The term "synthetic data generation" refers to the computer-based creation of artificial yet realistic data that does not relate to real individuals or events. Synthetic data is used when real data is unavailable, restricted due to privacy regulations, or insufficient for training, testing, or simulations. It enables organizations to carry out data-driven processes such as machine learning, software testing, or simulations efficiently and in compliance with data protection requirements.
Dataset Simulation: Creation of artificial data structures (e.g., customer data, transactions) that mirror real-world scenarios.
Anonymization and Masking: Replacing or transforming real data with synthetic alternatives to ensure data privacy.
AI-based Data Generation: Using machine learning (e.g., GANs) to generate complex, realistic synthetic datasets.

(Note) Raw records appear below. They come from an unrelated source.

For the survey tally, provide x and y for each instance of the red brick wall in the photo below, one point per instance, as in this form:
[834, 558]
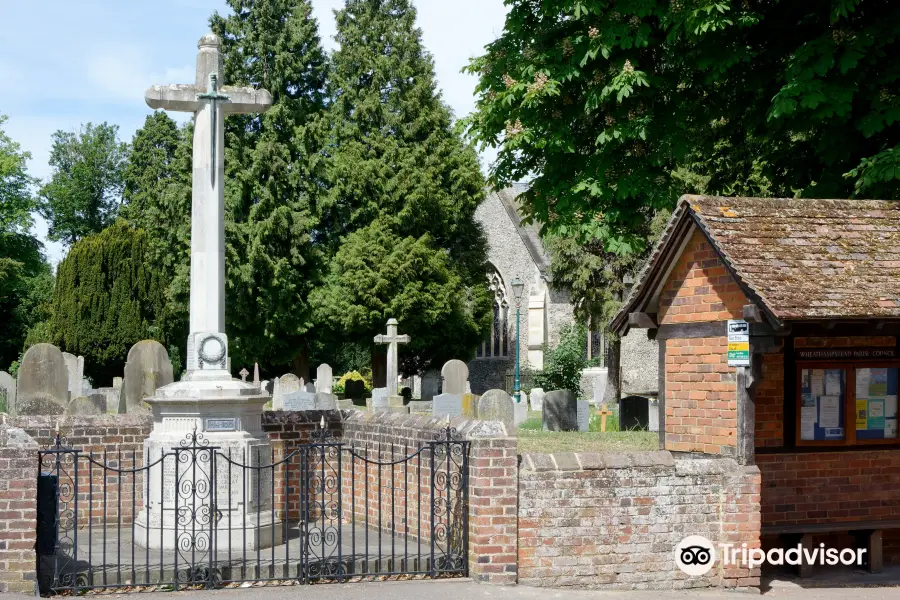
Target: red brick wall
[700, 396]
[18, 513]
[700, 288]
[612, 521]
[769, 402]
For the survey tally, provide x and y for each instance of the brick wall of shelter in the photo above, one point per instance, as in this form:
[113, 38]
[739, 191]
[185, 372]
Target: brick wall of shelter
[700, 396]
[613, 520]
[699, 288]
[18, 510]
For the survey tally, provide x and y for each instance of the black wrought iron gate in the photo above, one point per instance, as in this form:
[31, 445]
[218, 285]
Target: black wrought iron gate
[202, 515]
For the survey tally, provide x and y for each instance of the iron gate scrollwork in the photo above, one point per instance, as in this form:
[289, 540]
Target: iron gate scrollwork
[199, 515]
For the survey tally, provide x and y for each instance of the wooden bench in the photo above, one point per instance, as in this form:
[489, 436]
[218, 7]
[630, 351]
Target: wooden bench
[869, 531]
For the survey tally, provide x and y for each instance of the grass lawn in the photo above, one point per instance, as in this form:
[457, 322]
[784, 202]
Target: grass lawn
[532, 439]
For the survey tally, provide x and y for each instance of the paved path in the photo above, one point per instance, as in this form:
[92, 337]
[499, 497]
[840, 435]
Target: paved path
[467, 590]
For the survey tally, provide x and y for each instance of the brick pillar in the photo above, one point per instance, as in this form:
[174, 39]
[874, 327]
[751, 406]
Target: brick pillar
[493, 511]
[18, 510]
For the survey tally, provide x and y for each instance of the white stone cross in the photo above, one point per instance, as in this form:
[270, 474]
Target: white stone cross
[392, 339]
[209, 103]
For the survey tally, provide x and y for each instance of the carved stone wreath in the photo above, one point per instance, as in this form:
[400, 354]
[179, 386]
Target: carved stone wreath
[219, 357]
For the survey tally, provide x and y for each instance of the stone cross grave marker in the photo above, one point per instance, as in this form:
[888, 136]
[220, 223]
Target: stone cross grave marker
[455, 374]
[392, 339]
[210, 103]
[324, 376]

Data Variation and Manipulation: Controlled generation of data with specific characteristics, distributions, or anomalies.
Test Data Management: Creation and management of synthetic data for automated software testing or quality assurance.
Domain-specific Templates: Predefined structures for quickly generating industry-specific synthetic datasets (e.g., healthcare, finance).
Pipeline Integration: Automated embedding of data generation into existing data science, DevOps, or testing workflows.
A fraud detection AI model is trained with synthetic transaction data to learn rare patterns.
A developer uses synthetic customer data to test a CRM module without exposing real personal data.
A medical technology company generates synthetic patient records to train a diagnosis system without revealing sensitive data.
A financial institution creates synthetic accounting data to validate a new accounting software solution.